The PEGASUS trial published last year demonstrated addition of 60 mg ticagrelor to low dose aspirin to patients with a prior heart attack significantly albeit modestly reduced dying from cardiovascular causes, having another heart attack or having a stroke. Ticagrelor is recommended over and above clopidogrel in patients with acute coronary syndrome under going PCI; prasugrel too is preferred to clopidogrel in such patients (American College of Cardiology guideline 2014). There were 21,000 patients from 31 countries who were given ticagrelor with aspirin vs. aspirin alone (in a randomized manner) in patients who had been on dual anti-platelet therapy for 12 months following a heart attack. Ticagrelor is used at 180 mg for loading dose and 90 mg twice a day there after. The dose of ticagrelor tested in PEGASUS were 60 mg and 90 mg twice daily; both doses were found to be equally effective.
The FDA first approved ticagrelor in July 2011 on data delivered by the PLATO trial, which showed that at least for the first 12 months following an episode of acute coronary syndrome, it was superior to clopidogrel. It was the first AP to demonstrate reductions in cardiovascular death in addition to significant reduction in stent thrombosis.

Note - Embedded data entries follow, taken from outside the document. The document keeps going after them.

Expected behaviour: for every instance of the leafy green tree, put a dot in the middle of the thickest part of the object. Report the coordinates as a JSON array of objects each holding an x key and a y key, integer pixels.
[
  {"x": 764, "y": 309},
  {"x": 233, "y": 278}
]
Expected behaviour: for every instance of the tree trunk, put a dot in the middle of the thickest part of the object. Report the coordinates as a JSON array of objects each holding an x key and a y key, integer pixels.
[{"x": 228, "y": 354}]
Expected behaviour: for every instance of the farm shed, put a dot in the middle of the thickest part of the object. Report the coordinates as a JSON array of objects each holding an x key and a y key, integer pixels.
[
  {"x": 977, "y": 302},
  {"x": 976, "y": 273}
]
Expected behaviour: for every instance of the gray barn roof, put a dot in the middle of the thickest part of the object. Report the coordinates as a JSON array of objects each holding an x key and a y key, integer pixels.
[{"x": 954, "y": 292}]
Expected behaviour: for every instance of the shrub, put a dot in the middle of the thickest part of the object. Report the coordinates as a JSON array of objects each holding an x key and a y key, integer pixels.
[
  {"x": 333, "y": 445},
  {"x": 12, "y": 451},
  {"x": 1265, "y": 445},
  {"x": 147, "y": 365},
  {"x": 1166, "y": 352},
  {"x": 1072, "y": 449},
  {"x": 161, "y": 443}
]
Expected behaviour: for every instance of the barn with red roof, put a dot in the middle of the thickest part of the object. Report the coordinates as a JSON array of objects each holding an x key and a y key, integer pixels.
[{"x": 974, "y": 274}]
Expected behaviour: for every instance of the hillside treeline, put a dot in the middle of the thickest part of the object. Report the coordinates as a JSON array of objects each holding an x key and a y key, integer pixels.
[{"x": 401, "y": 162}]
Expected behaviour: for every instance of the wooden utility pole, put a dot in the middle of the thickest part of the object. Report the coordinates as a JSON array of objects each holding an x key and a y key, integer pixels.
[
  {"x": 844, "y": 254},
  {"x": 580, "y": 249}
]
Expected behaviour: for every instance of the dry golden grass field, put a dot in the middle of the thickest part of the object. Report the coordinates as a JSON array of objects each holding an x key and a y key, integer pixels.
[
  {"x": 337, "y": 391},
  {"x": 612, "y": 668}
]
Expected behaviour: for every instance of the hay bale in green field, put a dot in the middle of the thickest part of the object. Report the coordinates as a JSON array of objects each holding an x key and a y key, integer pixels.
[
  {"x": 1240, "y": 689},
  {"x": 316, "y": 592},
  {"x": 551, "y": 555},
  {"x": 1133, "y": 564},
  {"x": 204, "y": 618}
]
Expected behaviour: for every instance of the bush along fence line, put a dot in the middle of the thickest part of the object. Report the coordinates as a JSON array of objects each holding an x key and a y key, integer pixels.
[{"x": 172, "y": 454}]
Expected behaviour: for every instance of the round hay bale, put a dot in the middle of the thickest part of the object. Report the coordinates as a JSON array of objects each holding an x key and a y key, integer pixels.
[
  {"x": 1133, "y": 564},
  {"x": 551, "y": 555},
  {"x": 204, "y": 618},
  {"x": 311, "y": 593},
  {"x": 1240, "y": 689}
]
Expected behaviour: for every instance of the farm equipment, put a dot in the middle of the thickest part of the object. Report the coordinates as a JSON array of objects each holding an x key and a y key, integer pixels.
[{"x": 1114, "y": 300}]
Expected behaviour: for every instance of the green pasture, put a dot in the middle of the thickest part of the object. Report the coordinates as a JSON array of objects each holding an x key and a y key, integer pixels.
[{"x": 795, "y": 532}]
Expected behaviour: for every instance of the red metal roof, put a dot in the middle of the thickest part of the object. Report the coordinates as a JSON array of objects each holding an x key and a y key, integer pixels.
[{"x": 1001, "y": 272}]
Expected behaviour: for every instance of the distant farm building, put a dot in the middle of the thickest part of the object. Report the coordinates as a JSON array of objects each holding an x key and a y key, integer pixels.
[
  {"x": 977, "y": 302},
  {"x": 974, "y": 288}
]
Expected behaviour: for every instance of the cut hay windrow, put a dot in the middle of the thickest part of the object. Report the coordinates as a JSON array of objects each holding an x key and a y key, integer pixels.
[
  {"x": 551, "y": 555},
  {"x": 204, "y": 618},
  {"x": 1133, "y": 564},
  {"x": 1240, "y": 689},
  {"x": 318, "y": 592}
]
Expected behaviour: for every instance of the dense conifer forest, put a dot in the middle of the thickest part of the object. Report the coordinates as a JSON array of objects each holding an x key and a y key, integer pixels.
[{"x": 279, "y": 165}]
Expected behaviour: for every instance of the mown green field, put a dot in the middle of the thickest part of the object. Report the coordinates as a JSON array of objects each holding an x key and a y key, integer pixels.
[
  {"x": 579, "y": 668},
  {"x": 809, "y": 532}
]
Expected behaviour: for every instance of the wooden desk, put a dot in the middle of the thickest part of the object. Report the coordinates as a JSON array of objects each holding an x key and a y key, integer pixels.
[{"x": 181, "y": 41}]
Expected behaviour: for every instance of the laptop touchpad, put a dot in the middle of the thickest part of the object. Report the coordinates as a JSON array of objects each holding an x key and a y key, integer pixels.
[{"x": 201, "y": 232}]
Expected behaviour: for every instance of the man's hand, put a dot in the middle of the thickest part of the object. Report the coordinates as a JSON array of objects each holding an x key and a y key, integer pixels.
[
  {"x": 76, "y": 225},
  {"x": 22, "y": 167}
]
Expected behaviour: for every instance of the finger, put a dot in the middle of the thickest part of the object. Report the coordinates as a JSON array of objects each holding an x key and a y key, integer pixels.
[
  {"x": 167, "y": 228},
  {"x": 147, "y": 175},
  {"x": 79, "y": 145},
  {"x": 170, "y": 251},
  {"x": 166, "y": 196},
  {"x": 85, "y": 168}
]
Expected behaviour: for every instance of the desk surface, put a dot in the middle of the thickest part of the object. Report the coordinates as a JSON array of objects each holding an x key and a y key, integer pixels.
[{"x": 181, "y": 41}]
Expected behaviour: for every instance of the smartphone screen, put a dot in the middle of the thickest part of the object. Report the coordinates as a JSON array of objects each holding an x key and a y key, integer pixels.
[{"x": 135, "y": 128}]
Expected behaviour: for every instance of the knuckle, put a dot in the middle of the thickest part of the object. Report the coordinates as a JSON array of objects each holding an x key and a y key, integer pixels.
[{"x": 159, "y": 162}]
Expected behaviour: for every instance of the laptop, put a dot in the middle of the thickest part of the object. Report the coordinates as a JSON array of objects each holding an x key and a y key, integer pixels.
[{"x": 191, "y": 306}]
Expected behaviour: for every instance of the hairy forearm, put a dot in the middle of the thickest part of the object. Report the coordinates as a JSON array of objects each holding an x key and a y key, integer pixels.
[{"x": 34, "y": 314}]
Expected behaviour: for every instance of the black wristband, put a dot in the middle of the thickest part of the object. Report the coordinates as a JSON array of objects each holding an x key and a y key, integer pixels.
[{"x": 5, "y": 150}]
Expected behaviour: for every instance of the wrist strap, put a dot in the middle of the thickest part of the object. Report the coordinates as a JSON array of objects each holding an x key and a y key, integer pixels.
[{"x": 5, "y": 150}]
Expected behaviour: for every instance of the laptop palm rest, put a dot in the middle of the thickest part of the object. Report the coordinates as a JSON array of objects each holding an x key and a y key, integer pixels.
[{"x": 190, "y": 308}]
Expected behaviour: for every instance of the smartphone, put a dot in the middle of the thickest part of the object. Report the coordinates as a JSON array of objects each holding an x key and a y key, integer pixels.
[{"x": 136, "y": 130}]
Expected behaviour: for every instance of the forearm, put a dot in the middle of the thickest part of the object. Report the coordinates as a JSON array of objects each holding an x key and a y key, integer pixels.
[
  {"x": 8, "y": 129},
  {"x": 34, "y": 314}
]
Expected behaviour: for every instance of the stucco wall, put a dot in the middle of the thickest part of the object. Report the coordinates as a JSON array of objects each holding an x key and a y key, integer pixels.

Primary prevention with 2 AP’s is a big no. A subset in the CHARISMA trial looking into aspirin with clopidogrel vs. aspirin alone in patients at high risk of cardiovascular disease, found that dual anti-platelet worsened clinical outcomes. Aspirin was not found to be effective for primary prevention in 11 randomized trials. A recent Japanese study too showed that aspirin was largely ineffective in preventing cardiovascular events in middle-aged people with risk factors for cardiovascular disease.